При исследовании, в чем состоит величайшее благо государств и народов, и что есть истинное намерение всех систем законодательств, найдем необходимо два главнейшие пункта, а именно те, о коих теперь рассуждаемо было: вольность и собственность. Оба сии преимущества, равно как и форма, каковою публичной власти действовать, должны быть устроены сообразно с физическим положением государства и моральным свойством нации. Священные законы, определяющие сие устройство, разумеем мы под именем законов фундаментальных. Ясность их должна быть такова, чтоб ни малейшего недоразумения никогда не по встречалось, чтоб из них Монарх и поданный равномерно знали свои должности и права. От сих точно законов зависит общая их безопасность, следствен они и должны быть непременными.

Теперь представим себе государство, объемлющее пространство, какового ни одно на всем известном земном шаре не объемлет, и которого по мере его обширности нет в свете малолюднее; государство, раздробленное с лишком на тридцать больших областей, и состоящее можно сказать из двух только городов, из коих в одном живут люди большою частью по нужде, в другом большою частью по прихоти; — государство, многочисленным и храбрым своим воинством страшное, и которого положение таково, что потерянием одной баталии, может иногда бытие Его вовсе истребиться; — государство, которое силою и славою своею обращает на себя внимание целого света, и которое мужик, одним человеческим видом от скота отличающийся, и ни кем не предводимый, может привести так сказать в несколько часов на самый край конечного разрушения и Гибели; — Государство, дающее чужим землям Царей, и которого собственный Престол зависит от отворения кабаков для зверской толпы буян, охраняющих безопасность Царские Особы; — государство, где есть все политические людей состояния, но где ни которое не имеет никаких преимуществ, и одно от другого пустым только именем различаются; — государство, движимое вседневными и часто друг другу противоречащими указами, но не имеющее никакого твердого законоположения; — государство, где люди составляют собственность людей, где человек одного состояния, имеет право быть вместе истцом и судьею над человеком другого состояния, где каждый следственно может быть за всегда или тиран, или жертва; — государство, в котором почтеннейшее из всех состояний, долженствующее оборотом Отечество купно с Государем и корпусом своим представляет нацию, руководствуемое одною честью Дворянство уже именем только существует, и продается всякому подлецу, ограбившему Отечество; где знатность, сия единственная цель благородной души, сие достойное возмездие заслуг, от рода в род оказываемых Отечеству, затмевается фавором, поглотившим всю пищу истинного любочестия; — государство не деспотическое: ибо нация ни когда не отдавала себе Государю в самовольное Его управление и всегда имела трибуналы гражданские и уголовные, обязанные защищать невинность и наказывать преступления; не монархическое: ибо нет в нем фундаментальных законов; не аристократия: ибо верховное в нем правление есть бездушная машина, движимая произволом Государя; на демократию же и походить не может земля, где народ, пресмыкался во мраке глубочайшего невежества, носит безгласно бремя жестокого рабства.

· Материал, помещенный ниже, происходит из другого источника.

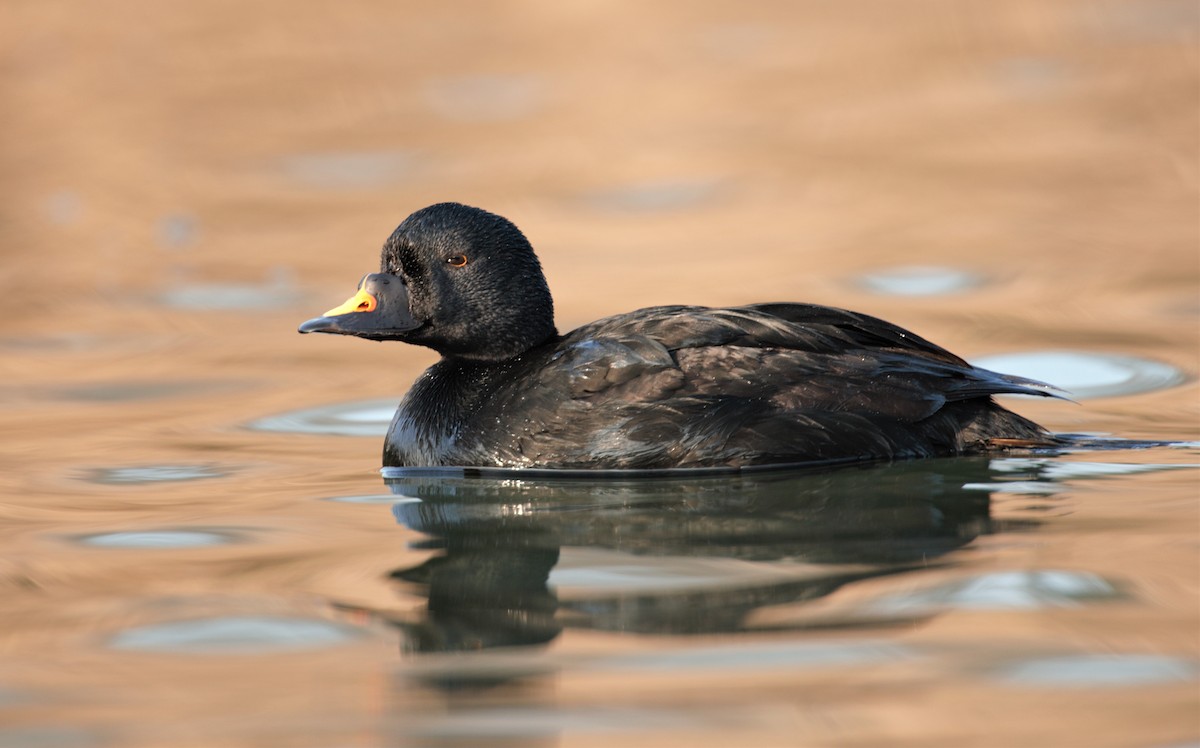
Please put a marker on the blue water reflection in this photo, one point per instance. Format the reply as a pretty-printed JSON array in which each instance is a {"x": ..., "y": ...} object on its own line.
[{"x": 759, "y": 540}]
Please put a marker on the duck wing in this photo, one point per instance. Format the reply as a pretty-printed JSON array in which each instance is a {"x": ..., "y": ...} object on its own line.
[{"x": 684, "y": 386}]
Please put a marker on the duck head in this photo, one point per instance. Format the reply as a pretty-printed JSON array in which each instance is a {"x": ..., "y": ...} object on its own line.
[{"x": 460, "y": 280}]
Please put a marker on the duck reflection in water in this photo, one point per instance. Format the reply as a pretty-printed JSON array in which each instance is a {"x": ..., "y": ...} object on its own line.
[{"x": 807, "y": 533}]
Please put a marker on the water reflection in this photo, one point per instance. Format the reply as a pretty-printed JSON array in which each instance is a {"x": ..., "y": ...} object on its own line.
[{"x": 520, "y": 558}]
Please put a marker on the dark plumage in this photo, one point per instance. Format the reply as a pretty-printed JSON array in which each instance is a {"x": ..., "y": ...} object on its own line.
[{"x": 658, "y": 388}]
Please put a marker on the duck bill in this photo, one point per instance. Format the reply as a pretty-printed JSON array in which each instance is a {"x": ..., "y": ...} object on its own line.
[{"x": 378, "y": 311}]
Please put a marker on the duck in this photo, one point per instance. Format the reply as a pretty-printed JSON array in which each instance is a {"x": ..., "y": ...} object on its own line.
[{"x": 659, "y": 388}]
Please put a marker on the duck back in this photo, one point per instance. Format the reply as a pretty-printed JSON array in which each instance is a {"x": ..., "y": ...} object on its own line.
[{"x": 676, "y": 387}]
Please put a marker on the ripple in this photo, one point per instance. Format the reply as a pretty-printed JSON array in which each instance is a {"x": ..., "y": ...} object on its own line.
[
  {"x": 349, "y": 169},
  {"x": 919, "y": 281},
  {"x": 133, "y": 392},
  {"x": 1059, "y": 470},
  {"x": 48, "y": 736},
  {"x": 159, "y": 538},
  {"x": 485, "y": 97},
  {"x": 153, "y": 473},
  {"x": 234, "y": 635},
  {"x": 761, "y": 657},
  {"x": 360, "y": 418},
  {"x": 1087, "y": 375},
  {"x": 1005, "y": 591},
  {"x": 1099, "y": 670},
  {"x": 371, "y": 498},
  {"x": 654, "y": 196},
  {"x": 276, "y": 293},
  {"x": 515, "y": 722}
]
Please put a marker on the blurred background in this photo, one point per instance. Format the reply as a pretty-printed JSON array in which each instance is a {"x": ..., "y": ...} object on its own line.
[{"x": 181, "y": 184}]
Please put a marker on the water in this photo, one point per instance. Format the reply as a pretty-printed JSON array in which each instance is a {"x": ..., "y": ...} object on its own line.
[{"x": 197, "y": 546}]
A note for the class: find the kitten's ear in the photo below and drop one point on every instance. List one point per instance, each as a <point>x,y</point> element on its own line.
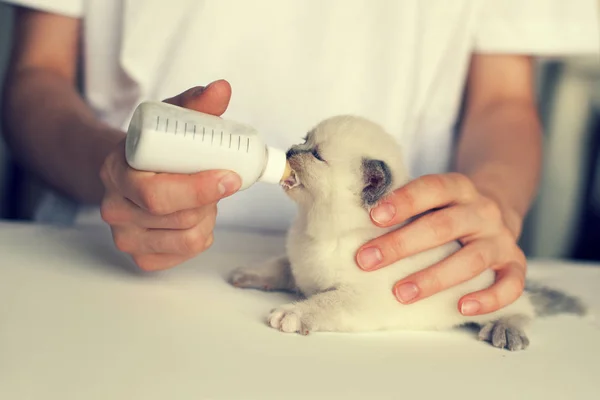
<point>377,178</point>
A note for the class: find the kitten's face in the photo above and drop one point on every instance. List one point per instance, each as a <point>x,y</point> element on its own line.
<point>344,157</point>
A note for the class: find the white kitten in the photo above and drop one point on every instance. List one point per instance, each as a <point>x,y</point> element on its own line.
<point>345,167</point>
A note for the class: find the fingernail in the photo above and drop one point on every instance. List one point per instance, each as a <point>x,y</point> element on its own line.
<point>229,184</point>
<point>406,292</point>
<point>383,213</point>
<point>470,307</point>
<point>369,258</point>
<point>209,241</point>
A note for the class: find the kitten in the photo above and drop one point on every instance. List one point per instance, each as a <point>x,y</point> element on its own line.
<point>344,168</point>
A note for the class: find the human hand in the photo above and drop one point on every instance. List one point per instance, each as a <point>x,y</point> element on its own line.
<point>161,219</point>
<point>459,212</point>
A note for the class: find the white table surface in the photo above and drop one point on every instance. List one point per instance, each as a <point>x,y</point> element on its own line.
<point>77,323</point>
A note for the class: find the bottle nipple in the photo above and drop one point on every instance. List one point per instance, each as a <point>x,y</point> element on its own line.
<point>287,172</point>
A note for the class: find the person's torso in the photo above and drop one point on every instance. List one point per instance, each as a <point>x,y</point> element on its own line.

Просвещенный и добродетельный Монарх застав Свою Империю и Свои Собственные права в такой несообразности и неустройстве, начинает великое Свое служение немедленным ограждением общие безопасности посредством законов непреложных. В сем главном деле не должен Он из глаз выпускать двух уважений: первое, что государство Его требует немедленного врачевания от всех зол, приключаемых Ему злоупотреблением самовластия; второе, что государство Его ничем так скоро не может быть подвергнуто конечному разрушению, как есть ли вдруг и не приуготовя нацию, дать ей преимущества, коими наслаждаются благоучрежденные Европейские народы. При таковом соображении, каковы могут быть первые фундаментальные законы, прилагается при сем особенное начертание[29].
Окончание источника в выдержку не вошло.